What are key assessments?
Key assessments are course assignments or exams that are directly aligned to program-level learning outcomes and used to represent student learning on those outcomes.
Why use key assessments?
If a department is using a curriculum map to conduct program-level assessment, key assessments can be chosen within aligned courses to assess program-level learning. This can be an efficient method of program-level assessment as a direct outgrowth of course-level assessment.
What are portfolios?
Portfolios, or more often online "e-portfolios", are archives of an individual student's work. In addition to providing a record of accomplishments throughout an academic career, they often reflect a student's voice or perspective as it develops during their academic experience.

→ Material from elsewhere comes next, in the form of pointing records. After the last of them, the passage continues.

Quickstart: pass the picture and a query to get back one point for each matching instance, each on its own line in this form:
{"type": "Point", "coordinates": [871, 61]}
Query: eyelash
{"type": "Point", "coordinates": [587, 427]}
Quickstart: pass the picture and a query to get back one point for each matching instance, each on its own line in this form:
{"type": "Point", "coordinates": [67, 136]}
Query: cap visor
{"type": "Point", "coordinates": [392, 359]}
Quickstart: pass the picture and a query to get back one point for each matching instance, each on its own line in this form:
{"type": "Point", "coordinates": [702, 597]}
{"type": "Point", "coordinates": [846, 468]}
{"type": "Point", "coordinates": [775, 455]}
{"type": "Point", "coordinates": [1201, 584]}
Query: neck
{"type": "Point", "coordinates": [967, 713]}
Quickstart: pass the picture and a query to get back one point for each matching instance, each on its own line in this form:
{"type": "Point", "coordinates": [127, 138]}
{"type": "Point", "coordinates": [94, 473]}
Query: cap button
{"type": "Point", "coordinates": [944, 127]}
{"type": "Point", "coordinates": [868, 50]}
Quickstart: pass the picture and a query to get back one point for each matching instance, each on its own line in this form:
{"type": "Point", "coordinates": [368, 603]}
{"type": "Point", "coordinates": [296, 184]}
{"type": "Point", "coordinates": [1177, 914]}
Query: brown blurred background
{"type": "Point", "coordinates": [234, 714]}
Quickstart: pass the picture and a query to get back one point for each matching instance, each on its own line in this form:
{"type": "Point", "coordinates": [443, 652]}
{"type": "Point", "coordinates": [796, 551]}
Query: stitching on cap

To learn how to create an e-Portfolio using Google Sites, here is a helpful guide.
Why use portfolios?
They help instructors and potential employers by providing a way to richly assess a student's learning and experiences, both throughout their development and upon completion of a program. Often this involves the creation of a rubric that ties program-level outcomes to evidence in the portfolio. Portfolios also help students by encouraging the process of reflection and self-evaluation and by providing a way to easily share evidence of their learning with others for feedback and application purposes.
What are capstones?
Capstones are courses taken at the culmination of a program that broaden, deepen and integrate multiple aspects of that program. They often include a final project that provides evidence for learning in multiple program-level outcomes.
Why use capstones?
Capstones help instructors by providing a way to assess the learning of graduating students across multiple learning outcomes. Similar to a portfolio assesssment, this often involves the creation of a rubric tied to program-level outcomes. Capstones help students by providing an opportunity to bring potentially disparate course concepts and skills together into one synthesized project, requiring a higher level of learning that can be showcased to multiple audiences.